Dunque, in tale prospettiva e per garantire ampia tutela alla donna che compie tale difficile scelta, il diritto all’anonimato non può essere in alcun modo sacrificato e compromesso per tutta la durata della vita della madre.

Tale regola può essere, al limite, derogata (consentendo quindi l’esercizio dell’accertamento giudiziale della maternità) solo ove fosse stata proprio la madre – come, peraltro, è accaduto nel caso che forma oggetto del presente procedimento – con la propria inequivocabile condotta, ad aver manifestato la volontà di revocare nei fatti la scelta, a suo tempo presa, di rinuncia alla genitorialità giuridica, accogliendo nella propria casa il bambino come figlio.

Tuttavia, (…) la tutela del diritto all’anonimato della madre, per tutta la durata della vita stessa, deve essere, come detto, massima.

A diverse conclusioni si deve, invece, addivenire con riferimento al periodo successivo alla morte della madre, in relazione al quale il diritto all’anonimato in oggetto è suscettibile di essere compresso, o indebolito, in considerazione della necessità di fornire piena tutela – a questo punto – al diritto all’accertamento dello status di filiazione.

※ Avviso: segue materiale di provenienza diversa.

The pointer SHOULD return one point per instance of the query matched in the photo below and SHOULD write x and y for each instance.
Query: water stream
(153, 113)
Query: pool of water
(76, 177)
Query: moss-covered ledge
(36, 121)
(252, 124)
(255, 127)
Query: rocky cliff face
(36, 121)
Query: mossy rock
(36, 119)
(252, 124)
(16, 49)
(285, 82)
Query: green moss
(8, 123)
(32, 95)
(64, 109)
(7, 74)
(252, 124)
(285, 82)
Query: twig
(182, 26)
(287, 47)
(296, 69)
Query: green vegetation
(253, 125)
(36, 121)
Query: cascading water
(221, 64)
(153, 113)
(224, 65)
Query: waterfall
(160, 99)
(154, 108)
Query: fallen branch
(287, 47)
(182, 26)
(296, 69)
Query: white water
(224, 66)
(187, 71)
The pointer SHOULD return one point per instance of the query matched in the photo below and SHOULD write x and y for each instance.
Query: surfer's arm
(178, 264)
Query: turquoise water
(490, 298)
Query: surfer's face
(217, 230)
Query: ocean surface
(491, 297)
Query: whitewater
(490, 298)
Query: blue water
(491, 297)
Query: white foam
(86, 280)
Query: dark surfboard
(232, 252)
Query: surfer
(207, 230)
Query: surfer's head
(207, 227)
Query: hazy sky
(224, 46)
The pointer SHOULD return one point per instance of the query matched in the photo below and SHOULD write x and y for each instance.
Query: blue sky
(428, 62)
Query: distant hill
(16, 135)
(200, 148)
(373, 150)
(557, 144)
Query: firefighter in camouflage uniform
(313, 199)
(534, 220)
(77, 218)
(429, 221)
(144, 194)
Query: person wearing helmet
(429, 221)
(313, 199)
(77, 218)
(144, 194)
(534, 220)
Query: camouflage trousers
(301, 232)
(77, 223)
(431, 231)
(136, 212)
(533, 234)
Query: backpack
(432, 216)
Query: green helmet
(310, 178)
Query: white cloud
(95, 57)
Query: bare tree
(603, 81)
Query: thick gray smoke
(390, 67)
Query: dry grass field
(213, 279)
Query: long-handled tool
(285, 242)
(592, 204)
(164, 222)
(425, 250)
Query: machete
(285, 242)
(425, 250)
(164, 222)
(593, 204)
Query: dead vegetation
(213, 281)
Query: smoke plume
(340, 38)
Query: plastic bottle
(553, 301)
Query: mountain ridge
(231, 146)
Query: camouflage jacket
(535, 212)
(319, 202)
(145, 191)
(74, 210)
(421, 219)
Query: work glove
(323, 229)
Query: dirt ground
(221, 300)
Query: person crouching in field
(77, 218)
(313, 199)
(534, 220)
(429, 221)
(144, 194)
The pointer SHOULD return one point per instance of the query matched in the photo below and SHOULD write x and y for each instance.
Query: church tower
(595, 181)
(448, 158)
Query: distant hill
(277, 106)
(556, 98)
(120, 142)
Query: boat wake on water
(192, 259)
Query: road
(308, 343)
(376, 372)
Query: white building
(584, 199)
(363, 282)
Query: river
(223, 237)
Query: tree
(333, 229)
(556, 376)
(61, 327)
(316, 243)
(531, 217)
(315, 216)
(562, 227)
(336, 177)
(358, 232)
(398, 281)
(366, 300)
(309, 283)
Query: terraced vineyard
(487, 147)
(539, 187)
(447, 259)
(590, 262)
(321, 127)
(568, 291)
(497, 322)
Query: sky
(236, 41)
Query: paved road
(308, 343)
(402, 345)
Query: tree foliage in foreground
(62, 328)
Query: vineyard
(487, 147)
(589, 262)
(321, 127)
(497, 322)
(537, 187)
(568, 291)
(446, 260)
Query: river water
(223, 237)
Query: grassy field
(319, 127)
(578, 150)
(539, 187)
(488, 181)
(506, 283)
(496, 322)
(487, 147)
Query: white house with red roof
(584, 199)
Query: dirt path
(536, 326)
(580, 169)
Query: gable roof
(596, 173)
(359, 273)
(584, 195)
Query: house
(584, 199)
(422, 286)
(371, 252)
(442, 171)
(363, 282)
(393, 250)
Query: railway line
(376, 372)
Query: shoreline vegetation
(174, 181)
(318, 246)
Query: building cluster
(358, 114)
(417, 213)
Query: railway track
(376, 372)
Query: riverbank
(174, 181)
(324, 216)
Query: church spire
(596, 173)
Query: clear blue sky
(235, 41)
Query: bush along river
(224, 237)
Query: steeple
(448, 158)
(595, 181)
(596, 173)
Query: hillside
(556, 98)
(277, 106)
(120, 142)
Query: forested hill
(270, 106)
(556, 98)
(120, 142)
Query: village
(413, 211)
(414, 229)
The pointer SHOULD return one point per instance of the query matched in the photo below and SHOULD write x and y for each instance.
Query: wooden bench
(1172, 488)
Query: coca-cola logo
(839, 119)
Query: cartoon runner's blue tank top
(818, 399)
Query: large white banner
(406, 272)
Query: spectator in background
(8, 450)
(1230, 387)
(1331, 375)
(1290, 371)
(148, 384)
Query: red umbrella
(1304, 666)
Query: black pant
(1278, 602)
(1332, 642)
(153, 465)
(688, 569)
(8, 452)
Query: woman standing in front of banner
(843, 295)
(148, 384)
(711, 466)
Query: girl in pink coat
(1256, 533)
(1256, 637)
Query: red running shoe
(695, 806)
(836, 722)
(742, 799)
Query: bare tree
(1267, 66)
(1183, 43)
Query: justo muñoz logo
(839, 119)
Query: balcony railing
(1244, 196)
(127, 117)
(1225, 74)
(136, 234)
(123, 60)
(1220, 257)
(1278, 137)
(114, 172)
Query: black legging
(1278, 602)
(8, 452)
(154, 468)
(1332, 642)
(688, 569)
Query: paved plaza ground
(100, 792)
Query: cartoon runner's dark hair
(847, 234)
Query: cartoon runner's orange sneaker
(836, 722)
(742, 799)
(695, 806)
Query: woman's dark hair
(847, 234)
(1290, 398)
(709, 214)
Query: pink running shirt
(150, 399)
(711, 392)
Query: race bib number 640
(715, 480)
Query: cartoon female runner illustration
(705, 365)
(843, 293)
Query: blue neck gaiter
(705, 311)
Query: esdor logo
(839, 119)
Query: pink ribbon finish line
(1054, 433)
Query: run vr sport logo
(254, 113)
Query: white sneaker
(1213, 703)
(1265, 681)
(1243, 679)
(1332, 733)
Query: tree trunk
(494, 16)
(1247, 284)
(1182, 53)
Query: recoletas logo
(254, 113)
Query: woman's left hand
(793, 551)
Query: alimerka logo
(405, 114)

(…) ne consegue che, nel caso di specie, l’azione di accertamento giudiziale della maternità proposta da (…) dopo il decesso della madre è pienamente ammissibile per due ordini di ragioni:

- è stata proposta dopo che il diritto della madre premorta a mantenere l’anonimato si era (…) indebolito;

- in ogni caso, è stata proposta per ottenere l’accertamento della maternità nei confronti di una donna che aveva dimostrato nei fatti (…) di aver superato essa stessa l’originaria scelta dell’anonimato, trattando l’odierno controricorrente come uno dei suoi figli”.